In a first for US, author Paul Beatty wins the Man Booker Prize
Paul Beatty became the first US author to win the Man Booker Prize -- the world’s most prestigious English-language literary award -- for his novel “The Sellout” on Tuesday.
Paul Beatty became the first US author to win the Man Booker Prize -- the world’s most prestigious English-language literary award -- for his novel “The Sellout” on Tuesday.
The jury said the novel was a “shocking and unexpectedly funny” portrayal of his native Los Angeles, which employs satire to explore racial equality in a fictional neighbourhood.
“I can’t tell you guys how long a journey this has been for me,” the writer said as he received the award from Prince Charles’s wife Camilla.

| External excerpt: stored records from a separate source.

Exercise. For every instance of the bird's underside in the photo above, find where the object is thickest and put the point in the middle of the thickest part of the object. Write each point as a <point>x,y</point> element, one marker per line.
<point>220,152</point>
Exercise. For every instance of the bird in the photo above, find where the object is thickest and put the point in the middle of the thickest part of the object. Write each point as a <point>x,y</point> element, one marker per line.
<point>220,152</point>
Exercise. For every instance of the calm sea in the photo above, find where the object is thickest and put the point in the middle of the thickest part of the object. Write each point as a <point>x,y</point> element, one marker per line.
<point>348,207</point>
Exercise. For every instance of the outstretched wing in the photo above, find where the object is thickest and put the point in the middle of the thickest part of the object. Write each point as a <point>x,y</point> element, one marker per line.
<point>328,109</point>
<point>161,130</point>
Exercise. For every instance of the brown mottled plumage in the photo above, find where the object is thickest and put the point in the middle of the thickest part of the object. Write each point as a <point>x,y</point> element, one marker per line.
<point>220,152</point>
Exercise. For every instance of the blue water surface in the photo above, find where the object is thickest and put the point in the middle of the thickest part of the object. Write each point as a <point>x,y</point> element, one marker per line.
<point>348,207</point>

“In his equally affectionate and bitterly ironic portrait of the city and its inhabitants, Paul Beatty dodges inherited views of race relations, solutions or assumptions,” the jury said.

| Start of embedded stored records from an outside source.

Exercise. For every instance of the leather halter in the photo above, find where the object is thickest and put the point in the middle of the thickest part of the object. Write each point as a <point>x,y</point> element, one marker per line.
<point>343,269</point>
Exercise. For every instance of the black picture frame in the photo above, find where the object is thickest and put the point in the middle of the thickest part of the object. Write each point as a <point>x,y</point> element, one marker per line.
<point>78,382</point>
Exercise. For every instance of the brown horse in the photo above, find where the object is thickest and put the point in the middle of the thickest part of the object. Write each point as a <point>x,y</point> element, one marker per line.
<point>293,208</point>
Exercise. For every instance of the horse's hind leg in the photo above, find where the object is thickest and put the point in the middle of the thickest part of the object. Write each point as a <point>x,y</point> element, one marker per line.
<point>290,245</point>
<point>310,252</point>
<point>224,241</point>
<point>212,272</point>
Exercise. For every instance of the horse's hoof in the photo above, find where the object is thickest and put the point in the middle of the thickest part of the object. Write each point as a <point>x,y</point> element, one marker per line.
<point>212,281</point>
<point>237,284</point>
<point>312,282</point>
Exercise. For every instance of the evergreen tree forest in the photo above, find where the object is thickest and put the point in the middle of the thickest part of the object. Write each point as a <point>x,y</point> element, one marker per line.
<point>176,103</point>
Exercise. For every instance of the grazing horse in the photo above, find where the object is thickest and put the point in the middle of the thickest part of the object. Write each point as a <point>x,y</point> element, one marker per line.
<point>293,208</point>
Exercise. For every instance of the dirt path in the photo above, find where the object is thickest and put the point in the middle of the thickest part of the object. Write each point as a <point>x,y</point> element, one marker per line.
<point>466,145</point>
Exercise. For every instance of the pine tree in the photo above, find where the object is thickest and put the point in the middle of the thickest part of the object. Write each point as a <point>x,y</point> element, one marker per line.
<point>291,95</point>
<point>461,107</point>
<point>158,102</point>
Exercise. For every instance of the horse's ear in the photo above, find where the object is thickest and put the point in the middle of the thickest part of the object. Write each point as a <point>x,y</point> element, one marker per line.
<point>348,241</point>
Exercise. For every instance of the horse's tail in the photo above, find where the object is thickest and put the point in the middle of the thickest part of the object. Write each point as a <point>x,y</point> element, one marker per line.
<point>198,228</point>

The author “presents through his beguilingly honest and well-intentioned hero an innocent’s view of his corrupt world”.
They said that the book brings “the unendurable status quo of present day US race relations to an absurdist conclusion, taking political correctness and self-loathing hostage en route”.
“The Sellout” is Beatty’s fourth novel and earlier this year it won the National Book Critics Circle Award in the United States.
The Man Booker Prize has traditionally been won by writers from Commonwealth states, but was opened up to authors from other English-speaking countries including the United States in 2013.